Purpose According to the Centres for Disease Control and the American College Health Association, a comprehensive strategy for campus-based sexual assault prevention should span individual, peer/partner, organisational, and community levels blended with universal, selective, and indicated approaches. Campus-based educational programs are one component of this broad strategy and are often implemented, but rarely evaluated. We present evaluation data from a theoretically-grounded sexual assault prevention program, Relationship Remix, administered on campus to first-year students at a large public university. Relationship Remix falls within the universal prevention domain and spans multiple socio-ecological levels by emphasising individual values and behaviour, including some content on bystander intervention, and being delivered by peers (e.g., trained student volunteers).

Methods/Approach First-year students attended the 1.5 hour program in groups during the first semester at a large, public Midwestern university.
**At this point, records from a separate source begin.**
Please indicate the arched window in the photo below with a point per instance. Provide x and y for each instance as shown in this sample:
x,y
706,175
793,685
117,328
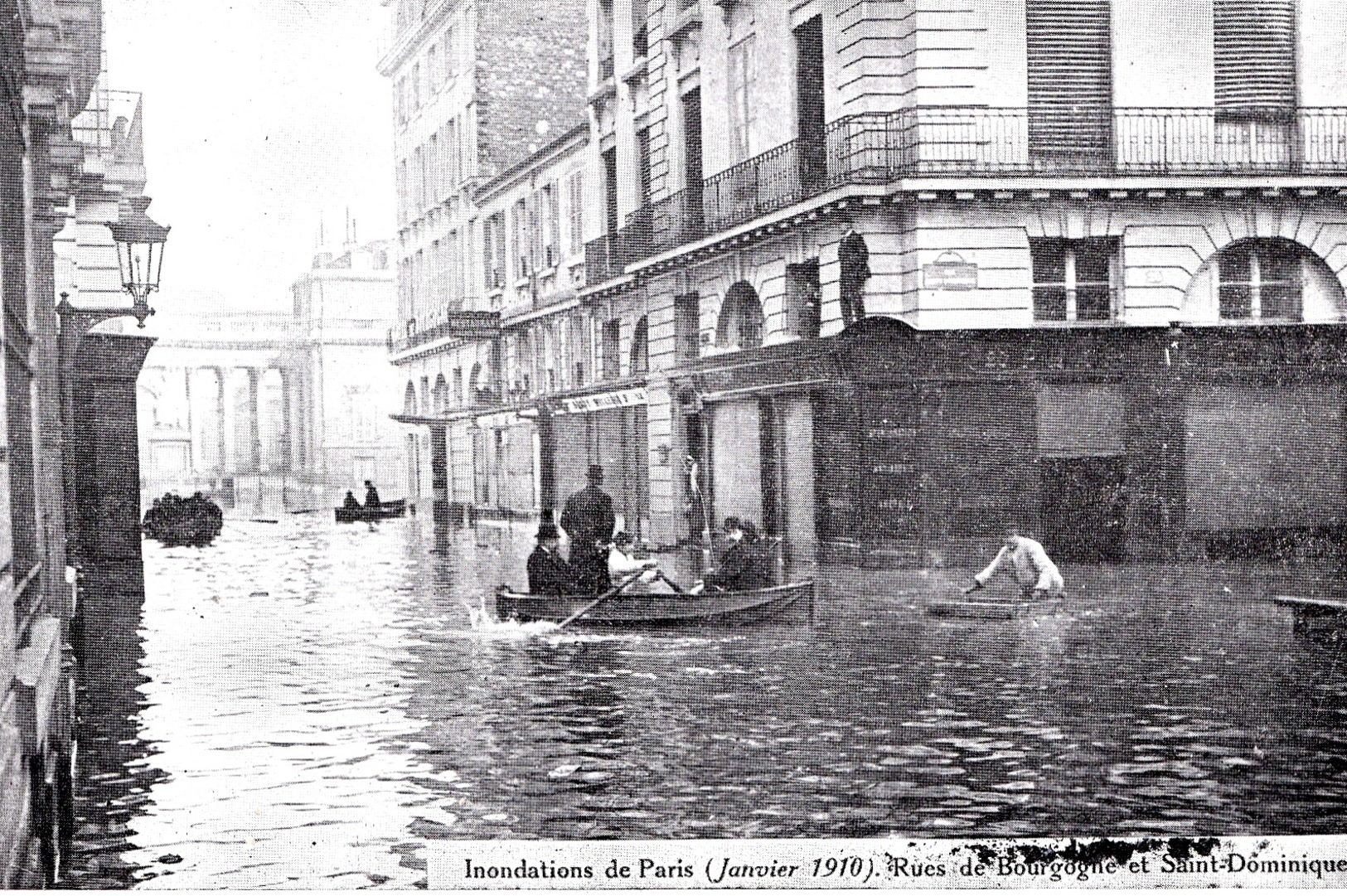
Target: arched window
x,y
474,385
642,346
1265,279
441,394
739,325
Students completed web-based surveys immediately before and after attending Relationship Remix. Data regarding attitudes and knowledge are reported among 2305 first-year students who were 55.1% female, 70.7% White, and 90.6% heterosexual.
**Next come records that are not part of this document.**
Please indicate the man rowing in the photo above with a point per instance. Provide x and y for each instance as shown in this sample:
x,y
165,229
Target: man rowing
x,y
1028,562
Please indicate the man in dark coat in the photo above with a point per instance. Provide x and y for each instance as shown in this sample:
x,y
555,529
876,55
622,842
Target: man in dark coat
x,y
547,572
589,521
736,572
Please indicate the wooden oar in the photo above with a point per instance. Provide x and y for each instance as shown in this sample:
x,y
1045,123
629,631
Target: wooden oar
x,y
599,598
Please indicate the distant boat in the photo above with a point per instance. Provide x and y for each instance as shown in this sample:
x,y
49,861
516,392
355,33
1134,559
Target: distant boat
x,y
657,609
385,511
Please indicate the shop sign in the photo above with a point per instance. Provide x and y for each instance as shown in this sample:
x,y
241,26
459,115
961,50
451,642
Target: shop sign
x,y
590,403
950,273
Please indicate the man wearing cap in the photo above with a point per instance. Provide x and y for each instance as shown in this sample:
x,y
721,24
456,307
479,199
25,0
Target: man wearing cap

Results On 8 of 10 questionnaire items assessing program-related knowledge and attitudes, students reported significantly more favourable responses at post-test. For example, students reported greater awareness of campus resources, ability to define consent, and confidence in communicating with partners.

Conclusion and Significance/Contribution The findings suggest that Relationship Remix positively impacts students’ beliefs and attitudes related to consensual sex and prevention of sexual misconduct. Future research should examine behavioural outcomes and whether this program may be effective in reducing sexual misconduct within multi-pronged prevention strategies. This study provides critical information to inform future prevention programming strategies for campus sexual assault.